Alle zwei Wochen sitzt eine Ehrenamtliche auf der Bank. Alle ehrenamtliche Trauerbegleiter verfügen über eine entsprechende Ausbildung. Sie sind im Umgang mit Trauernden erprobt und kennen Schnittstellen zu weiteren Hilfsangeboten. Über das Hospiz gibt es zudem Supervisionsangebote für die Ehrenamtlichen. „Wenn Trauer pathologisch wird, sind wir nicht mehr die richtigen Ansprechpartner“, sagt Hospiz-Leiter Alexander Henes. „Wir können dann aber an andere Strukturen verweisen und Hilfestellung geben.“
Neben Michelle Engel als Gemeindereferentin von St. Dionysius und Pfarrer Hans Russmann hat sich auch Leonie Peuten-Thomas entschieden, das Projekt zu unterstützen. Sie ist ehemalige Gemeindereferentin und vor kurzem in den Ruhestand gegangen. „Anderen Menschen Trost zu geben, gibt mir unheimlich viel zurück. Ich erlebe auch immer wieder, dass Menschen über die Trauer einen neuen Zugang zum Glauben finden“, führt sie aus. Die Gemeindereferentin in Rente erzählt die Geschichte ihres Enkels: Als sein Opa, ihr Mann, starb, flog ein Flugzeug vorbei. „Opa ist jetzt im Himmel bei den Flugzeugen, oder Oma?“, fragte der Junge. „Alleine dieses Bild hat ihm geholfen, mit seiner Trauer umzugehen.

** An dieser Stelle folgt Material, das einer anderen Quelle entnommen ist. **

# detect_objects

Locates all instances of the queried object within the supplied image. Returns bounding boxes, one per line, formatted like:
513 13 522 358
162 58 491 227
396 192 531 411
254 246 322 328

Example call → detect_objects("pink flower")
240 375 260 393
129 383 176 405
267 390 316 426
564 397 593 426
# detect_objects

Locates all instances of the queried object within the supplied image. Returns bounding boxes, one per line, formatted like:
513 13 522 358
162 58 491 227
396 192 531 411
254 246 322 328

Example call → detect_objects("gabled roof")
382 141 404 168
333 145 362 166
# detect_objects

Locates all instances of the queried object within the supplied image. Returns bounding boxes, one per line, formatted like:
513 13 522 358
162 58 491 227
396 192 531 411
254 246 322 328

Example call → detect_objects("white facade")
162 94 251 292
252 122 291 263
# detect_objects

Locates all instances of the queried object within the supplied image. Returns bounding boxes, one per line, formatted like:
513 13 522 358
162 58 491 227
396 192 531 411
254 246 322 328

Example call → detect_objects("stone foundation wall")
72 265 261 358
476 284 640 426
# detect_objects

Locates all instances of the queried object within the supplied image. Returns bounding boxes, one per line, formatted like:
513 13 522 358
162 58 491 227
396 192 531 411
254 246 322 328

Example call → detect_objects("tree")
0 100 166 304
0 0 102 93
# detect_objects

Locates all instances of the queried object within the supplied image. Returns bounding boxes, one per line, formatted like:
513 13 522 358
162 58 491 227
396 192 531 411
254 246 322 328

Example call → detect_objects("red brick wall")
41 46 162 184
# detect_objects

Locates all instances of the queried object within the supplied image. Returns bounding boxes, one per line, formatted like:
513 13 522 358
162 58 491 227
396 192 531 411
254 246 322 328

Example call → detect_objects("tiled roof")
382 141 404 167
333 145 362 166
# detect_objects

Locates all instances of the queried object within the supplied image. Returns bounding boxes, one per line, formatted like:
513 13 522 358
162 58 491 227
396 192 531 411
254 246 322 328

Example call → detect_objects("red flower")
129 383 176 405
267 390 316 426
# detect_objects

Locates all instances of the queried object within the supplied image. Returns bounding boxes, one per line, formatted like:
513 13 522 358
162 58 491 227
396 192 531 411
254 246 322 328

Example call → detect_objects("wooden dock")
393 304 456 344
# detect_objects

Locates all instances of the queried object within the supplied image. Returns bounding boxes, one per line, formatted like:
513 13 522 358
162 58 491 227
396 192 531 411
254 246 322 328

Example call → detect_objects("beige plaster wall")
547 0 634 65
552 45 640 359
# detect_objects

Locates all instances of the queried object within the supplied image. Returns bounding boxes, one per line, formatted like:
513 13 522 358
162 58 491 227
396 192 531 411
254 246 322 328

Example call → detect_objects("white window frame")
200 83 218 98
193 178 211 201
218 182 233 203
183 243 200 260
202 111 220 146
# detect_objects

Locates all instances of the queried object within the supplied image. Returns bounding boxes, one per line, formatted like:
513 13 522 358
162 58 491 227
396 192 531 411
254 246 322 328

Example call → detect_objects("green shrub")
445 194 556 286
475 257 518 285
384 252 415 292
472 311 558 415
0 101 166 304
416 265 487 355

Der Glaube ist etwas, an dem man sich festhalten kann“, erklärt Peuten-Thomas.
Elisabeth Bastians und Alexander Henes ist es wichtig, die Trauerorte für eine breite Zielgruppe zu öffnen. Bislang sind mit Absicht nicht-konfessionelle Orte ausgewählt, aber auch mit Gemeinden steht das Hospiz im Kontakt. „Wir führen auch Gespräche mit der Türkischen Union – überall findet Trauer statt und überall tut Trost gut“, sagt Henes. „Wir wünschen uns jetzt, dass das Projekt gut anläuft und wir viele weitere Trostorte in Krefeld integrieren können.“
Weitere Informationen zu den Trostorten in Krefeld gibt es online auf www.trostorte-krefeld.de. Hier finden Interessierte auch Informationen zu den Angebotszeiten. Das Team ist außerdem immer auf der Suche nach Ehrenamtlichen, die das Projekt unterstützen möchten.